Everything UFC president Dana White and the UFC itself has done up to this point has led to this moment in time, the singular biggest moment in MMA so far. Why? Because the biggest company in its industry is now on broadcast television.

The one thing that always held back MMA from finding an audience above and beyond the hardcore followers is that of perception. No company could get on television and not feel inferior because the UFC has successfully branded itself much stronger than any other MMA organization in the US. The sheer majority of elite fighters in the sport were there, as well as a production team that made everyone else look like rank amateurs.
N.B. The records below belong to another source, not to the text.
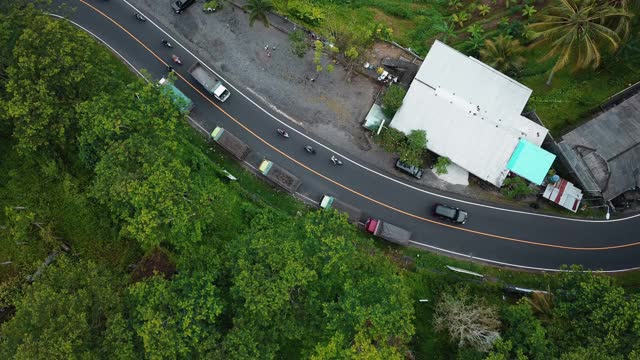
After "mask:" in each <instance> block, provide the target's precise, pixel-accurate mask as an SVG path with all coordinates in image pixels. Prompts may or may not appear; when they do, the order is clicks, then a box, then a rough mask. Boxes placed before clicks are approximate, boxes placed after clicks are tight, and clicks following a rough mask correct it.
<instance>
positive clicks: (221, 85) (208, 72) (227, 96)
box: [189, 61, 231, 102]
mask: <svg viewBox="0 0 640 360" xmlns="http://www.w3.org/2000/svg"><path fill="white" fill-rule="evenodd" d="M189 74H191V76H193V78H194V79H196V81H197V82H199V83H200V85H202V86H203V87H204V88H205V89H206V90H207V92H208V93H209V94H211V95H213V96H214V97H215V98H216V99H218V100H220V102H225V101H227V99H228V98H229V95H231V93H230V92H229V90H227V88H226V87H224V85H222V81H220V80H218V79H217V78H216V76H215V75H214V74H213V73H212V72H211V71H209V70H207V69H206V68H205V67H204V66H202V64H200V62H198V61H196V63H195V64H193V65H191V67H190V68H189Z"/></svg>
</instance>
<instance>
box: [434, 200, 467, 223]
mask: <svg viewBox="0 0 640 360" xmlns="http://www.w3.org/2000/svg"><path fill="white" fill-rule="evenodd" d="M433 215H435V216H437V217H439V218H441V219H445V220H448V221H451V222H454V223H456V224H461V225H462V224H464V223H466V222H467V219H469V214H468V213H467V212H466V211H464V210H460V209H458V208H454V207H452V206H449V205H443V204H436V206H434V207H433Z"/></svg>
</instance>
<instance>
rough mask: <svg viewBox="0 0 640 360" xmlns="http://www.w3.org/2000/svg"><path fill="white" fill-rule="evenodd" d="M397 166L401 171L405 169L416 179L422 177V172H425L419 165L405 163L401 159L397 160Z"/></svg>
mask: <svg viewBox="0 0 640 360" xmlns="http://www.w3.org/2000/svg"><path fill="white" fill-rule="evenodd" d="M396 168H398V170H400V171H404V172H406V173H407V174H409V175H411V176H413V177H415V178H416V179H420V178H421V177H422V173H423V172H424V171H423V170H422V169H420V168H419V167H417V166H411V165H409V164H405V163H403V162H402V161H400V159H398V161H396Z"/></svg>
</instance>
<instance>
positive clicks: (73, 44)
mask: <svg viewBox="0 0 640 360" xmlns="http://www.w3.org/2000/svg"><path fill="white" fill-rule="evenodd" d="M51 44H56V46H51ZM13 53H14V57H15V58H16V59H19V61H16V62H15V63H14V65H12V66H11V67H9V68H8V69H7V74H8V81H7V86H6V90H7V95H8V101H7V103H6V112H7V114H6V116H7V117H8V118H10V119H13V121H14V137H15V138H16V140H17V141H18V143H17V149H18V150H19V151H21V152H23V153H24V152H35V151H40V152H42V151H45V152H46V151H50V152H51V151H53V152H54V153H58V154H61V153H63V152H64V151H65V149H68V148H69V146H73V143H74V141H75V136H76V135H77V131H78V129H77V122H76V121H74V119H75V105H76V104H78V103H80V102H82V101H84V100H86V99H88V98H90V97H92V96H94V95H96V94H98V93H100V92H101V91H103V90H104V89H107V88H109V86H111V87H112V89H111V91H113V88H116V87H118V86H119V82H120V81H122V80H121V79H117V78H116V77H113V76H111V75H112V72H111V71H112V70H113V69H112V68H111V66H110V65H107V66H104V67H96V66H94V64H95V63H96V61H102V60H105V59H104V52H100V51H97V50H96V45H95V42H94V41H93V39H91V38H90V37H89V36H88V35H87V34H85V33H84V32H80V31H78V30H77V29H75V28H74V27H73V26H72V25H71V24H70V23H69V22H66V21H59V20H54V19H52V18H50V17H47V16H44V15H39V16H36V17H35V18H33V19H32V20H31V21H30V22H29V24H28V27H27V28H25V29H24V30H23V32H22V34H21V35H20V38H19V40H18V41H17V42H16V45H15V48H14V50H13ZM105 62H106V61H105ZM107 74H109V76H107Z"/></svg>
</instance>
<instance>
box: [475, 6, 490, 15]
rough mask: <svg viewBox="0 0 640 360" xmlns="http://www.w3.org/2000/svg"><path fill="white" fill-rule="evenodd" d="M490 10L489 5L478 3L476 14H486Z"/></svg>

It was a stark contrast to see a UFC event in comparison to what Elite XC and, to a lesser extent, Strikeforce were showing. Both Strikeforce and Elite XC’s attempts at becoming a national player without the years of build to it failed miserably and sunk both companies as a result. They were thinking that a massive cash startup, older stars and some fresh young faces not in the UFC would bring in viewers and ignore the years of going from smaller venues to large ones. They gambled that the sport would appeal and not be concerned with the brand recognition from years of hard work and small payoffs, of losing money for years before turning that first profit.

They both gambled big and lost.

Elite XC died the minute Kimbo Slice was dominated and then knocked out by a last-minute replacement, its only drawing card humiliated by a fighter who’d washed out of the UFC’s reality show. Strikeforce ceased to be a power once the monetary losses became too great and the sale to UFC’s parent company Zuffa happened. Zuffa’s competition have either tried to start out big and had no idea how to stay there or expanded faster than they could handle and suffered accordingly.

White and company, through years of work, figured out the workings of the sport to the point where mainstream audiences via MMA as the UFC in the same way professional football is the NFL, etc. And for all the talk of fighters being on the same level as professional athletes in other organizations, being a company focused on PPV put them along the same lines as pro wrestling in that regard. Every major sporting organization had a television deal on broadcast television, including Major League Soccer, and yet the UFC was PPV only. You can’t get a seat at the table with grown-ups of sports with David Stern and Roger Goodell when you’re still running your company like Vince McMahon.

Not now.

With the UFC having up to four events per year on broadcast television, the sport of MMA is now on the verge of being on the same level as the NFL, NBA, NHL and MLB. Dana White has, for years, been waiting for that one perfect moment to take his product beyond the PPV only market, and this is it. All the years of talk and bluster about the sport of mixed martial arts being the next big thing, and the UFC being the next big sports league, all have lead to this particular moment in time.

If MMA is to truly arrive in the mainstream, and the UFC to follow suit, then the UFC’s deal with FOX is the last step on the path to acceptability.